Ron Rosenbaum was born in Manhattan and grew up in Bay Shore, Long Island, New York. He graduated Phi Beta Kappa from Yale, in English Literature, specializing in the 17th-century metaphysical poets, and went on to study English literature on a Carnegie Fellowship at Yale Graduate School before leaving to take up writing full time.
He began at the Village Voice and Esquire at the end of their respective Golden Ages. (He did not personally cause the end.) He went on to write for Harper’s, New York Times Magazine, the New Yorker, the Atlantic, and Vanity Fair, among many other periodicals. His non fiction has been collected in four separate volumes, most recently The Secret Parts of Fortune, and more of his past work can be found on the long form site, Byliner.com.
He wrote “The Edgy Enthusiast” cultural affairs column for the New York Observer for twelve years.
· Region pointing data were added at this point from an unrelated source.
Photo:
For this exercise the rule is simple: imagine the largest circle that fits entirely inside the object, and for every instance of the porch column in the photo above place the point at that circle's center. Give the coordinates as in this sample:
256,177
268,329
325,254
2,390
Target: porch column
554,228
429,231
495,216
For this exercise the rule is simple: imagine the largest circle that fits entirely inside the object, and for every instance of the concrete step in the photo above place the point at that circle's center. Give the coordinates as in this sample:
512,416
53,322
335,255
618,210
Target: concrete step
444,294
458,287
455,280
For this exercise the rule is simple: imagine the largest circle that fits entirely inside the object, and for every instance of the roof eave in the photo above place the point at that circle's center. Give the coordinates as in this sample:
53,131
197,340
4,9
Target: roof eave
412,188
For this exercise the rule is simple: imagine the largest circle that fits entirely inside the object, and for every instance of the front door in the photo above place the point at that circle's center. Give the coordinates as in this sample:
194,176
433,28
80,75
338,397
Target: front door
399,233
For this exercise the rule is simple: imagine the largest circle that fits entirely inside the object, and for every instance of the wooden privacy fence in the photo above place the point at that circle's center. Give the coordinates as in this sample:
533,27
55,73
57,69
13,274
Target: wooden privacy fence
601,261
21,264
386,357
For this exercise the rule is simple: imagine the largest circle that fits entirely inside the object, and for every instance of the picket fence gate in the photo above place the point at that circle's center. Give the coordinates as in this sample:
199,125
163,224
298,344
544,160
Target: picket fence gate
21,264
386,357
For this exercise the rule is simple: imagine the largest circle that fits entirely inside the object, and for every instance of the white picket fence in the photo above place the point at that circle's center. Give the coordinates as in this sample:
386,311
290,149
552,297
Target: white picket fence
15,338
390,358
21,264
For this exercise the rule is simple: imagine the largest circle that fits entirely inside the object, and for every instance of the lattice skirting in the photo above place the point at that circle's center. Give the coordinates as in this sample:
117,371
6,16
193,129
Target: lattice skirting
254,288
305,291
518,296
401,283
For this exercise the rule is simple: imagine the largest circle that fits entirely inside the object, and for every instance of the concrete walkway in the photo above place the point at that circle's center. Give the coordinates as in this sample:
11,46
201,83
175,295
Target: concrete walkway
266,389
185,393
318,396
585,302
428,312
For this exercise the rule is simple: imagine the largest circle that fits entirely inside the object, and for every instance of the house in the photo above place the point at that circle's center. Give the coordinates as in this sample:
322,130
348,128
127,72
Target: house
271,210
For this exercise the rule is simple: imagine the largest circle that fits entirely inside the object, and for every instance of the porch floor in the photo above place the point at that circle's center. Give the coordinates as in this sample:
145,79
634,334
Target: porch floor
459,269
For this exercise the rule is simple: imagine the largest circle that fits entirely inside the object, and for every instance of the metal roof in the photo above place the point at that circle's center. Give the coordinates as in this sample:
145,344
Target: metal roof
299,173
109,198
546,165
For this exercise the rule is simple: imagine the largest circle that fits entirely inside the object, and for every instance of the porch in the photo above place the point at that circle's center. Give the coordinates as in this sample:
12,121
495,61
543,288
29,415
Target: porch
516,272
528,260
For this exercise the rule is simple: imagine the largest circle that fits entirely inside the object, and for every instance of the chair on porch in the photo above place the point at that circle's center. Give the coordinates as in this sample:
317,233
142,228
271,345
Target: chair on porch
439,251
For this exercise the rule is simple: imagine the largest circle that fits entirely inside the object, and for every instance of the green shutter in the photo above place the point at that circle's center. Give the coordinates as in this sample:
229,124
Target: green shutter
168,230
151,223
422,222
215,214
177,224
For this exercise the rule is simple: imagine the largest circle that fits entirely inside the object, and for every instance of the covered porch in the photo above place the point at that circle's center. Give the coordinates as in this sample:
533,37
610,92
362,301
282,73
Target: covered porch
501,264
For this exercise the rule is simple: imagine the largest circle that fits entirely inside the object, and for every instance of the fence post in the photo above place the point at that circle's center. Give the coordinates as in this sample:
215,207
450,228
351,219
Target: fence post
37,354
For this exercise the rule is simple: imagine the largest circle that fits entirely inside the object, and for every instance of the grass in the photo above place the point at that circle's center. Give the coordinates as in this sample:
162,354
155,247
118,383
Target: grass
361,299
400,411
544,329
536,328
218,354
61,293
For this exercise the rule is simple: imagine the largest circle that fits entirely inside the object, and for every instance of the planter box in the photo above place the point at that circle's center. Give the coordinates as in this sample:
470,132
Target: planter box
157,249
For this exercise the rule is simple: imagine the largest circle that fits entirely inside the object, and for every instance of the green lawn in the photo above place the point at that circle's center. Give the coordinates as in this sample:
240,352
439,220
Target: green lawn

Among his proudest achievements was writing columns that got the four out-of-print novels by Charles Portis (including The Dog of the South) back into print. And helping to save the last unfinished manuscript of Vladimir Nabokov from burning.
His most recent books include The Shakespeare Wars (about genuine scholarly controversies, not the foolish “authorship” question); and How the End Begins (about the continued peril of nuclear war). He also edited a collection of essays about contemporary anti-Semitism, Those Who Forget the Past. He has taught writing seminars at Columbia Journalism School, NYU, and the University of Chicago.
Currently a cultural columnist for Slate.com, he is also the National Correspondent for Smithsonian Magazine, serves on the editorial board of Lapham’s Quarterly and the Publications Advisory Board of the Royal Shakespeare Company. He lives in Manhattan.